Liking Follows Learning: Lehman’s New Faculty Seminar

Maybe it’s the wrong question, Dan. Why don’t students like school? “Like” may not be the word we want to use. In our new faculty seminar this week, we discussed replacing our assumptions that people do and don’t like learning with questions of process and capacity: Are we ready for school? Do we know how to learn?

This week, we took another look at the syllabus (see the Files section in the Lehman Professional Faculty Development group) and prioritized our individual pedagogical objectives for the seminar. A quick comparison with our boardwork from week 1 reminded us that the syllabus was following rather than leading our motivations to work together this term.

As a frame for this spring, we spent time in small groups discussing the key themes of the introductory and concluding chapters of Willingham’s book. We generated definitions of learning and teaching and found that our groups split perspectives between “left-brain” and “right-brain” approaches: one group listed practical outcomes and methods to learning and teaching; the other group described more relational and introspective experiences.
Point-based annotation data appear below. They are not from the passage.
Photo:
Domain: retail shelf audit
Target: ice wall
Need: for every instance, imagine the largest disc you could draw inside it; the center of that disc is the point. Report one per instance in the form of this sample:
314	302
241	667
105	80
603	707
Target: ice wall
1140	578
As we transferred our discussions to the whiteboard, we started to see intersections between left and right that began to bridge the gaps between the sciences and humanities represented in the room.
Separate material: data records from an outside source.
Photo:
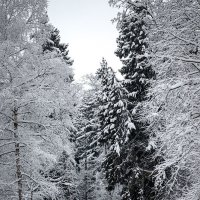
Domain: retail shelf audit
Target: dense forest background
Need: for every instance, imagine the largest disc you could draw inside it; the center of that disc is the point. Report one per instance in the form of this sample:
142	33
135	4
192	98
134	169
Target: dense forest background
135	138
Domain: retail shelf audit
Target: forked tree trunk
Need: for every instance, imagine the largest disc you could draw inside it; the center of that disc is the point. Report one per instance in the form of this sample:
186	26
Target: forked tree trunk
17	152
Jennifer Poggiali, our new Assistant Professor in Library Sciences for Art History, reminded us that it feels good to learn. Glen Johnson, Associate Professor in Health Sciences, added that we feel a sense of power when we learn: adding to knowledge means adding to capacity. This seems to support the argument that liking or not liking to learn is not really the question; we resist or embrace learning based on our own senses of what we can take in and use (and of course, our senses of our own capacities and opportunities may be faulty!).

Our group this week included health sciences, languages, and library faculty with specializations in biostatistics, community health, Spanish languages and literature, art history, philosophy, and health systems management. As we shared our responses to a teaching self-assessment survey, we began to share anecdotes of changing our teaching methods (and assumptions) in response to particular student needs.  Our library faculty teach numerous workshops each term in addition to one-on-one consultations with faculty and students. The workshop audiences change as faculty bring in their classes for one or two sessions, and the workshop goals remain consistent, incorporating the latest research techniques and resources to teach students how to match finding and citing appropriate evidence for class projects with the assignments and their instructors’ expectations.

This differs from faculty who teach semester-long courses to consistent audiences, with individual session content that changes throughout the term. The conversations between our library and discipline faculty are thus filled with discoveries and distinct pedagogical concerns. We began to address these by designing our own logic models for teaching objectives that begin this term and continue through next spring. Emma Tsui, Assistant Professor in Health Sciences, did a great job of walking us through the concept and process of logic modeling. As we began to share our short-term objectives, Poggiali and Johnson found common ground in field trips for art history and biostatics students: next fall, Johnson’s undergraduate students may be traveling to the Bronx Zoo and the Botanical Gardens, and his graduate students may be taking water samples upstate in the Poconos.

We debriefed with a quick review of our discussions and activities, and yes, just like our students, found we had forgotten much of what we’d done. Using our meeting agenda helped us to recover group memory and fill in gaps in our notes. Sharing notes online and engaging in regular debriefing exercises seems to be good strategies for improving our learning!

Over the next weeks, we will take on Willingham’s 9 principles and begin to share our teaching challenges with each other. Each week, we post seminar handouts, notes, and pictures on our Google site and share selections with our CUNY Academic Commons groups for those who want “distance” participation.